To add on to that, her mother’s distaste for rakugo and personal gendered trauma haunt Konatsu’s every choice. Kikuhiko’s now ex girlfriend Miyokichi is Konatsu’s mother, and to sum up, Kikuhiko broke up with her, so she takes her revenge by getting together with his best friend (again, cough, love interest, cough), Sukeroku. From that point on, she’s absolutely despised rakugo. Every story is a reminder to her of Kikuhiko and a reminder of her own trauma surrounding womanhood.

In Miyokichi’s worldview, there is a specific role that women must take for men, and it’s a role she’s lived all her life. As she says herself, all she’s ever wanted is to be a woman by a man’s side, supporting him, all in order to keep herself alive. Being Miyokichi’s daughter and living in a household fraught with her struggles to maintain the role of “woman,” Konatsu picked these ideas up and internalized them into her everyday life.

Being continually discouraged on all sides both from being herself and doing something she loves with all her heart takes its toll.  By the time she’s a full grown adult, she feels shut out from the world she’s dedicated herself to, all because she’s a woman. In order to stay close to her passion though, Konatsu turns to her mother’s solution: become the woman supporting from the sidelines, the man in this case being her own son.

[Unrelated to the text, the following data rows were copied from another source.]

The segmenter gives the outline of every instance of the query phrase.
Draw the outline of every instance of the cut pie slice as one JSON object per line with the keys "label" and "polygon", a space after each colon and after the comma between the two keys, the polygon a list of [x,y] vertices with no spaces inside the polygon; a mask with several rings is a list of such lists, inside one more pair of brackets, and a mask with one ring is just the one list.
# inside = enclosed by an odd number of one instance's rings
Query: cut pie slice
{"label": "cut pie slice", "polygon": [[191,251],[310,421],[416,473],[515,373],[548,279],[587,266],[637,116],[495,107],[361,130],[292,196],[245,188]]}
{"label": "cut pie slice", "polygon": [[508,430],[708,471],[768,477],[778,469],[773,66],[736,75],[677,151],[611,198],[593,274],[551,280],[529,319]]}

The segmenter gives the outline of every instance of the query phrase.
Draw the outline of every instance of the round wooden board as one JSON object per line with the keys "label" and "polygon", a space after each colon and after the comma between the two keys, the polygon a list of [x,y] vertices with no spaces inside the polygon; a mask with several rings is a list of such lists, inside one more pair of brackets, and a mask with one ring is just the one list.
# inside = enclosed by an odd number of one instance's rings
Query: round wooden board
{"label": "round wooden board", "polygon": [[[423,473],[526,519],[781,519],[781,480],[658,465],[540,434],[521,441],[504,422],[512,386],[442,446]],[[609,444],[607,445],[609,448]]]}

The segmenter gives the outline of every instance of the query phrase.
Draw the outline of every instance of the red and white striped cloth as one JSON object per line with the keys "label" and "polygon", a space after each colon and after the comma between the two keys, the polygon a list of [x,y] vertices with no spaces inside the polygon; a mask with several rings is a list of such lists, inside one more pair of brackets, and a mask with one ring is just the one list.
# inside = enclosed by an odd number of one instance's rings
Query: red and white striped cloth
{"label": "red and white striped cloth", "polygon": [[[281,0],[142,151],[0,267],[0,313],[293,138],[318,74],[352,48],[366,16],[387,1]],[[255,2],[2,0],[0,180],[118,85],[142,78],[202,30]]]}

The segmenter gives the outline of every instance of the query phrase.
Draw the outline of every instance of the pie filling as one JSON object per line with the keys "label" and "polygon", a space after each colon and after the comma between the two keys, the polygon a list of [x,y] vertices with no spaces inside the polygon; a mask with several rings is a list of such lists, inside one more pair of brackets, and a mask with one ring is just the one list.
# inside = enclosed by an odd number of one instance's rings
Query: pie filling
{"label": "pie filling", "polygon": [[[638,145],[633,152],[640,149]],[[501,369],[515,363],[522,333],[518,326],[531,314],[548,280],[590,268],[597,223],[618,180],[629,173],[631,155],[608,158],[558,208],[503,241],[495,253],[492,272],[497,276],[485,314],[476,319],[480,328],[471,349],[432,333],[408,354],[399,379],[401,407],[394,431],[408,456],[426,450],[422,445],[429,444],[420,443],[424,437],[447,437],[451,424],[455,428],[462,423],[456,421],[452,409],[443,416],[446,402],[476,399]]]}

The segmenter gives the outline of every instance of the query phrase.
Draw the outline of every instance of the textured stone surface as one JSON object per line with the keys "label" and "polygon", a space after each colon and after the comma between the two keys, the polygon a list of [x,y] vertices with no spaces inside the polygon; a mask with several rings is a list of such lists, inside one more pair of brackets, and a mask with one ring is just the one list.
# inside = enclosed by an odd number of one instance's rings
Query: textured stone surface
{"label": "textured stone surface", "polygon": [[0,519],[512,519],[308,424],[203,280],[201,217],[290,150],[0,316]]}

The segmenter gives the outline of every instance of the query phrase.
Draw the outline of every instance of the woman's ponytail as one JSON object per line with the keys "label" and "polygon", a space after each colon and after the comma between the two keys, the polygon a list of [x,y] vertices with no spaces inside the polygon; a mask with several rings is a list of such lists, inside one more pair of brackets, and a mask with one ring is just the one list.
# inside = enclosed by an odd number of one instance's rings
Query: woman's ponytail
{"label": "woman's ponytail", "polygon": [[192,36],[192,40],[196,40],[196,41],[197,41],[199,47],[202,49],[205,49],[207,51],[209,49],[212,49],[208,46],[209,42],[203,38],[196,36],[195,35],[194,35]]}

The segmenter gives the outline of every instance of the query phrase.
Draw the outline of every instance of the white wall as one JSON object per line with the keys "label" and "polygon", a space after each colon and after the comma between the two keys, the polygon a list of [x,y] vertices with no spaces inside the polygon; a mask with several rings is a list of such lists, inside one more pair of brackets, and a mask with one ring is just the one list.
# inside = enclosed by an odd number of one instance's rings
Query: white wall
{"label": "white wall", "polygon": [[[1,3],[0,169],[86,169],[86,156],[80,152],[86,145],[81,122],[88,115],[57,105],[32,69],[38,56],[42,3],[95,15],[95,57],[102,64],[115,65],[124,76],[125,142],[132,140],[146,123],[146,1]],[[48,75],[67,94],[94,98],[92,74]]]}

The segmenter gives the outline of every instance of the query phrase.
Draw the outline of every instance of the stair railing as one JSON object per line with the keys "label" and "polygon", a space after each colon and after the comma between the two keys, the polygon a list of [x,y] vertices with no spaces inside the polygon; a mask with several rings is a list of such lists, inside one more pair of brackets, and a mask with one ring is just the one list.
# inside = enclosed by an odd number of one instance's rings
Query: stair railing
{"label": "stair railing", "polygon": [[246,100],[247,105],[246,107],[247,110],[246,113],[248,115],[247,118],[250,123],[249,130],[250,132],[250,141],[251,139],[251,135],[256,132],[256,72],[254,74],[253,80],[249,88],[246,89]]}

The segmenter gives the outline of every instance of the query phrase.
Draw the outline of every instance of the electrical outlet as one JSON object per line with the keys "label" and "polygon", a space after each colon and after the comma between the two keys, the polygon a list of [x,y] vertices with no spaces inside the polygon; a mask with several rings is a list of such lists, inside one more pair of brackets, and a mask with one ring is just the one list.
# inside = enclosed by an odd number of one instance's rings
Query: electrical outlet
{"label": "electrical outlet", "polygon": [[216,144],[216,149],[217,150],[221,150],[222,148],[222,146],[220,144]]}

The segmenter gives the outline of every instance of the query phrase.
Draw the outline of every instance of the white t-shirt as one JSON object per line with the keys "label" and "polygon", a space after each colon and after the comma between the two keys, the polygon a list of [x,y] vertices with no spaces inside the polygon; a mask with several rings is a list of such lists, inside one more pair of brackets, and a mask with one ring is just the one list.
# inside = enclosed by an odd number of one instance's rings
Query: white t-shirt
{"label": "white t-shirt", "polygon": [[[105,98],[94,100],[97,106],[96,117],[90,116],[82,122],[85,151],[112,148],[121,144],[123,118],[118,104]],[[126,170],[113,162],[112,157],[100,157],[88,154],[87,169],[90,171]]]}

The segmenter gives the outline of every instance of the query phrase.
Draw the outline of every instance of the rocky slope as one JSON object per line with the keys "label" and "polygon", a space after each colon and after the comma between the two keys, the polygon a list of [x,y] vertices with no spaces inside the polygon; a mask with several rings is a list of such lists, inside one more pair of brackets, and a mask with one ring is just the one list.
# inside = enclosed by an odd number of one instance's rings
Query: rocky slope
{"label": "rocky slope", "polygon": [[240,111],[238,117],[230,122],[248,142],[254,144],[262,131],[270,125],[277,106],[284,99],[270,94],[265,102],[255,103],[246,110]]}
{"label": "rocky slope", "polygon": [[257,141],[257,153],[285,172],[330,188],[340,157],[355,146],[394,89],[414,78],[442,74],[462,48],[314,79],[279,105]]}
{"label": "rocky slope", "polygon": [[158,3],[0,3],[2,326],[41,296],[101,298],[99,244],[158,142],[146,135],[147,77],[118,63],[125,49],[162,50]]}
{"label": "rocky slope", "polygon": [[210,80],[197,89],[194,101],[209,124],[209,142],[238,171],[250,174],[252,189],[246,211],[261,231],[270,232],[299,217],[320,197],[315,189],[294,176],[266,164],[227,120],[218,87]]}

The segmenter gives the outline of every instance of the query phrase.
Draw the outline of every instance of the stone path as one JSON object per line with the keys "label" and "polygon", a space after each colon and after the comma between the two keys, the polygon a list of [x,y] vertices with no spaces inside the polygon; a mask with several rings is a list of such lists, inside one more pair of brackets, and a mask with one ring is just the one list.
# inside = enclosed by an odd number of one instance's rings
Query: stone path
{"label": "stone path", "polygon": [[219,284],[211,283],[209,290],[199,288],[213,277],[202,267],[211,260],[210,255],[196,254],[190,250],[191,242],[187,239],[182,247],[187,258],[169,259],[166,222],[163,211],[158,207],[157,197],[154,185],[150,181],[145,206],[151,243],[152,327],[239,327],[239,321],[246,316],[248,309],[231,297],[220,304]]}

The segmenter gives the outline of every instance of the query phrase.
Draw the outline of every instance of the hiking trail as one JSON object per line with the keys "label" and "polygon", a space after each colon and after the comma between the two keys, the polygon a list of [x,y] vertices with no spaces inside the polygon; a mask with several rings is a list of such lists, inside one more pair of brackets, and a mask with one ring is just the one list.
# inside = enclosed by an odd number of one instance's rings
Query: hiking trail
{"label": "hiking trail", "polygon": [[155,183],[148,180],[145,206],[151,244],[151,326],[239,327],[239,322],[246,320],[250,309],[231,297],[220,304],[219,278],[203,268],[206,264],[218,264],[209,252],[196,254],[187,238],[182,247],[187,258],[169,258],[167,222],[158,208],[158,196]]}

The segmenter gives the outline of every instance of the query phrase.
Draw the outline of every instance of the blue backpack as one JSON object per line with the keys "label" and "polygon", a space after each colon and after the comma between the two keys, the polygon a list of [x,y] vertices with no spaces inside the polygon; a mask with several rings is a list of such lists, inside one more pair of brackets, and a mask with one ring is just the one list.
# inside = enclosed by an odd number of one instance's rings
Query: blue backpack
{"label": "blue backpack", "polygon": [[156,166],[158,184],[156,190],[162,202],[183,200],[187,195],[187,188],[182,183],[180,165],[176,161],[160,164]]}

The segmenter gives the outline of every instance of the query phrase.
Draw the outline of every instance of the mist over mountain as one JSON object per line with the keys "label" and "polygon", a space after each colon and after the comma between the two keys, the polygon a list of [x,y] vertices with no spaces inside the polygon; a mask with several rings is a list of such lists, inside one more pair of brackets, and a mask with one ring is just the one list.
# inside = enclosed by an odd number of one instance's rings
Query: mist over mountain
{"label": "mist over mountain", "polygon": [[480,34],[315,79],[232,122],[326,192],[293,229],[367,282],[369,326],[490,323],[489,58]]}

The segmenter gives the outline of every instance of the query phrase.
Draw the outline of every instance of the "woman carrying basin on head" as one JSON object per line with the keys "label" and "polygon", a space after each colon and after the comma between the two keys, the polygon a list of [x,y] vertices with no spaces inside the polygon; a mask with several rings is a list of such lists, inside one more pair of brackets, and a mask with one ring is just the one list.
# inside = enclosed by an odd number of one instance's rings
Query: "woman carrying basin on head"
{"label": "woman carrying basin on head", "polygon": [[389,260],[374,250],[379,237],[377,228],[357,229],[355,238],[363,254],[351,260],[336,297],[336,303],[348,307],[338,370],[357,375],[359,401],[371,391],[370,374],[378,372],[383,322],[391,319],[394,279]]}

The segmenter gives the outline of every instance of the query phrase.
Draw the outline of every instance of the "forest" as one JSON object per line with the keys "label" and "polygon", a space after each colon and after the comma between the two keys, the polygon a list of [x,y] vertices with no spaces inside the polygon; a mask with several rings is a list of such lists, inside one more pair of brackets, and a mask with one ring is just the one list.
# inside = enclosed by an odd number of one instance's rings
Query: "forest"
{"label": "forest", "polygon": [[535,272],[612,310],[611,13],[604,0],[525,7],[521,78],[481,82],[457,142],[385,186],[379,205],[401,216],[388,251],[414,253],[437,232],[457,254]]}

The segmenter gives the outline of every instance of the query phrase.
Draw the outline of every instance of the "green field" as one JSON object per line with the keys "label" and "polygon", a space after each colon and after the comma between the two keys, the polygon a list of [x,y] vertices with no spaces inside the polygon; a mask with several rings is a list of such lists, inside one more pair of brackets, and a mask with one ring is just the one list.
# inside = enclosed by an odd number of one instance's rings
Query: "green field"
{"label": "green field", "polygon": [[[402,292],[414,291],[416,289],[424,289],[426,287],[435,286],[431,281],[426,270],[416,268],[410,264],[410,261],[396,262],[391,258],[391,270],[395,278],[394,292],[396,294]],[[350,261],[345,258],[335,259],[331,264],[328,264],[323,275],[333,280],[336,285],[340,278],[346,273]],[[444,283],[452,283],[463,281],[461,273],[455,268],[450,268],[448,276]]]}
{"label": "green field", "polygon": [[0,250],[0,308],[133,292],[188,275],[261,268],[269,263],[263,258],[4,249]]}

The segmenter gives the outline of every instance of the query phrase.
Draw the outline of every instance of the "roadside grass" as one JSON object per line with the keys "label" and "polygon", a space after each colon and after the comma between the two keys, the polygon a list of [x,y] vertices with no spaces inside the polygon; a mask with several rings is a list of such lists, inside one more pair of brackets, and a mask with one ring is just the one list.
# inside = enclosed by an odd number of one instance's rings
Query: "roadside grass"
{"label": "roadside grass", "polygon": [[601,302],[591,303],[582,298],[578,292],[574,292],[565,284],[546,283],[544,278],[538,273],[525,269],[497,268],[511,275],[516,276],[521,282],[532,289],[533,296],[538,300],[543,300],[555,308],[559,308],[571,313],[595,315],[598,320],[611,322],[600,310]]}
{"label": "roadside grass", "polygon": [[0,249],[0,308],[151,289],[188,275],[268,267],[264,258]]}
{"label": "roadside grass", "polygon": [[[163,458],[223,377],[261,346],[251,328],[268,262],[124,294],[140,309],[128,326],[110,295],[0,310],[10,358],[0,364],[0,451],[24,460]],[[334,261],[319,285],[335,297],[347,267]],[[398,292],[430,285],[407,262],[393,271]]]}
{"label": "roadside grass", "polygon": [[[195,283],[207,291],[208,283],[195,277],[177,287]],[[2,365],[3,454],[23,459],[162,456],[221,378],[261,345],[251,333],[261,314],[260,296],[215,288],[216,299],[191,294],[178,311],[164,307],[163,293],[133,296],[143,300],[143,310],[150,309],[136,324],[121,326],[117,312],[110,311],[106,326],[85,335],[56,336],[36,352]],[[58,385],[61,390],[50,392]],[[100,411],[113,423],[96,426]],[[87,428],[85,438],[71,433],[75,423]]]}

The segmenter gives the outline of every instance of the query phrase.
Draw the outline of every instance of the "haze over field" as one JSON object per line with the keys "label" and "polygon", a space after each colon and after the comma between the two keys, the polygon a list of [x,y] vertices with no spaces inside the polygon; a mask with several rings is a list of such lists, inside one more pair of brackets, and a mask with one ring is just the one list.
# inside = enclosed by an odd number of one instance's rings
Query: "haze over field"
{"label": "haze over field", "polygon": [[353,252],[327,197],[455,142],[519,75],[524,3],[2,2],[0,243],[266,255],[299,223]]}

Except like all passions, it’s hard to remain in such a secondary role, and with the continued encouragement of her husband and son, Konatsu takes the stage in front of people for the first time. And like Kikuhiko, everything clicks into place. On stage, she’s no longer trapped in her mother’s and Kikuhiko’s expectations. On stage, she can call upon her father’s rakugo style. On stage, she can be accepted and herself.

Navigating the roles pre-set by generations before you can at times be both painful and a hindrance to self-acceptance and expression. Shouwa Genroku Rakugo Shinjuu depicts this journey through multiple generations, and how much work it takes to arrive at a place of peace. While the road is difficult and often fraught with conflict, the end result is always more than worth it. After all, it’s with acceptance that love, both for the self and for others, can bloom.